Preparation and training for the experiment were conducted in the summer and early fall of 1996. Training sessions were held with both DYFS screeners and FPS program coordinators. During one-day training sessions, study procedures were reviewed including use of study forms, the screening protocol, random assignment procedures, and the role of the study site coordinator. There is some variation in the number of screeners, depending on the number of field offices in each county (Table 4-7).
|County||Number of DYFS Screeners||Number of DYFS Local Offices|
|a. The five screeners alternated as screeners for Essex County on particular days each week. There was also a supervisor assigned to the unit.

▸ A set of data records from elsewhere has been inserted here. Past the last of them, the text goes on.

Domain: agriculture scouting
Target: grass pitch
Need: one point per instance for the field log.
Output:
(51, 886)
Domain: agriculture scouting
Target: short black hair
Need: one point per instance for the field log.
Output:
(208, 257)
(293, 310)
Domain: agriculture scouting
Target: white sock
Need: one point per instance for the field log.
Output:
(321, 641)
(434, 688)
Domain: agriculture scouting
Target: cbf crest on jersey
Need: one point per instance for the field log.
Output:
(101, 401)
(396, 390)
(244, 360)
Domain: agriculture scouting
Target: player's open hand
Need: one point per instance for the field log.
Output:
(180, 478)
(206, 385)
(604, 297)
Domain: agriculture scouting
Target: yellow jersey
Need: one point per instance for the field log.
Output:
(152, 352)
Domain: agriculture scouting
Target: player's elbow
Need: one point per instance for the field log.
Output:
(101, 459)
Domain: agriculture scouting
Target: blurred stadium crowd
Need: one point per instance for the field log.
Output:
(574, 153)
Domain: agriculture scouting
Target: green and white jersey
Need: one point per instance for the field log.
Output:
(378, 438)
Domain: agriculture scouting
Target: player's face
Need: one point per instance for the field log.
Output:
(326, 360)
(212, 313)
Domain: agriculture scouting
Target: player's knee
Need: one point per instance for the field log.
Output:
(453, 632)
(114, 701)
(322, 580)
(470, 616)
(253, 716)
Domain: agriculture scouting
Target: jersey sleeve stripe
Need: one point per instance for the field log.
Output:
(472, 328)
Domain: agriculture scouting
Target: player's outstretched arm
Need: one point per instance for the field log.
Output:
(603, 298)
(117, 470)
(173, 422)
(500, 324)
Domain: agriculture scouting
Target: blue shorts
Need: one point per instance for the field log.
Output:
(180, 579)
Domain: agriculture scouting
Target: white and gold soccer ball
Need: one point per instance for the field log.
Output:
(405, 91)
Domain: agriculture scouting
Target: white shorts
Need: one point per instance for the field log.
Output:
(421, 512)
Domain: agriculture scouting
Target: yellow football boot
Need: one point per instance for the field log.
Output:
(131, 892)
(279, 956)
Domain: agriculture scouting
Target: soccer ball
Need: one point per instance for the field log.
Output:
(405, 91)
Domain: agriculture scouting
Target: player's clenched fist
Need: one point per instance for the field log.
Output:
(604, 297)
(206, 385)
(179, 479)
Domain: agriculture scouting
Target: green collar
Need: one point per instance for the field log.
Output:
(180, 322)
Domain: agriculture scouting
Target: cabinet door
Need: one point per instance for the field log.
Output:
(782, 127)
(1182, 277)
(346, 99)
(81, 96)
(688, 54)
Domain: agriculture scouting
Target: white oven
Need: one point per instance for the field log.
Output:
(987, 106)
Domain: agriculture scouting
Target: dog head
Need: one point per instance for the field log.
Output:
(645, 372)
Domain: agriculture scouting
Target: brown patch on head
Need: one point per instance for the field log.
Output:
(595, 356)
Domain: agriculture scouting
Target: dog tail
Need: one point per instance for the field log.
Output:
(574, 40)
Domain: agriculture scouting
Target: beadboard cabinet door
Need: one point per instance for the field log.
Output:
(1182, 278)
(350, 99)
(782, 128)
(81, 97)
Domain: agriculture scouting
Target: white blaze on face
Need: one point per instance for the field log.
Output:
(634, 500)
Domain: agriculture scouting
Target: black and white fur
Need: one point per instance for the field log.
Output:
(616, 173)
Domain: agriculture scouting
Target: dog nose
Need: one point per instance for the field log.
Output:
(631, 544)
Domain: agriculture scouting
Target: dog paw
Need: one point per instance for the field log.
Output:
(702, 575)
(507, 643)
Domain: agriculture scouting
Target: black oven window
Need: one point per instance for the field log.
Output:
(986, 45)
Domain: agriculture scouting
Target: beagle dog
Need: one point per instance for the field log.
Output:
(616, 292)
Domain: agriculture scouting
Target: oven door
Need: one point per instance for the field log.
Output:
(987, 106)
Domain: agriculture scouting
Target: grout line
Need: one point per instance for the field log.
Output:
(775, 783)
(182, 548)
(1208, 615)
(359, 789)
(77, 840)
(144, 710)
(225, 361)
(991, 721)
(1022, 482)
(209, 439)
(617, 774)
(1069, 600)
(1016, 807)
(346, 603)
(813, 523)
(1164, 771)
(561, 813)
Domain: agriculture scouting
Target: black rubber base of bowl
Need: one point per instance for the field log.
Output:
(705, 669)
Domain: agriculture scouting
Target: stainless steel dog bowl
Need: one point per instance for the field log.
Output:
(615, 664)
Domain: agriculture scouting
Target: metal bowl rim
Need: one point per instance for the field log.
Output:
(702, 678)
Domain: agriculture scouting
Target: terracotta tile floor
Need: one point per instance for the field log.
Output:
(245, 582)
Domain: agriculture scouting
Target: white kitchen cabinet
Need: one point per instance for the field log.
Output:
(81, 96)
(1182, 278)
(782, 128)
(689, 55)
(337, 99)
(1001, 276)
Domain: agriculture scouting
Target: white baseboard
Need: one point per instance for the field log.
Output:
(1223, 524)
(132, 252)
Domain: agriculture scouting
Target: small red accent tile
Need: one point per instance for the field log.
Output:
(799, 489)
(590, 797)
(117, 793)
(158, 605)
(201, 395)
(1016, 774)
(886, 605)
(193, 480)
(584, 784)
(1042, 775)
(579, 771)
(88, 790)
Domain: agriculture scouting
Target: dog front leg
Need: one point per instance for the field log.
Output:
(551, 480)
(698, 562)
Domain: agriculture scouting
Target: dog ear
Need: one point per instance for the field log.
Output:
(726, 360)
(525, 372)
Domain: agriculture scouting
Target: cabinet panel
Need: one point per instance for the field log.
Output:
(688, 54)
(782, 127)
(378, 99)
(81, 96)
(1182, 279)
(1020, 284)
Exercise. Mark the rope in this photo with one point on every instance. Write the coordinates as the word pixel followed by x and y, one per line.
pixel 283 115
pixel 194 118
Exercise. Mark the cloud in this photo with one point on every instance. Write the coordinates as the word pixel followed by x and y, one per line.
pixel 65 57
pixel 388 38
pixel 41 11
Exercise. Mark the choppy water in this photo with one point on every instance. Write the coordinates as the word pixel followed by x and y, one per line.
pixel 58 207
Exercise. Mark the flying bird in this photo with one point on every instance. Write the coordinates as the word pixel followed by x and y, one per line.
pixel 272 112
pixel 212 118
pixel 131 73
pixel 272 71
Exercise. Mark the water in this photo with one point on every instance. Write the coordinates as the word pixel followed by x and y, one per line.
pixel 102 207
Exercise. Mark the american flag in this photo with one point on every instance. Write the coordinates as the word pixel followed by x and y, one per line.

b. The Monmouth screener was stationed in the southern district office. The northern district office had a worker assigned as "gatekeeper" to screen cases and relay each referral to the screener.
In addition, meetings were conducted with self-selected groups of caseworkers and supervisors in each county prior to the start of random assignment. Study staff traveled to each county and met with public agency caseworkers, supervisors, and agency administrators as well as FPS workers and the administrator at each contracted private agency. Workers were very resistant to random assignment and concerned that it would deny service to families, cause extra tasks, and delays in referrals for their caseloads.
Two site coordinators were hired and assigned to assist DYFS and FPS staff with the collection of information needed to complete random assignment and the conducting of interviews. One site coordinator worked with the three northern counties (Essex, Bergen and Passaic) and the other worked with the four southern and central counties (Monmouth, Ocean, Camden and Burlington). Random assignment was initiated in late November 1996.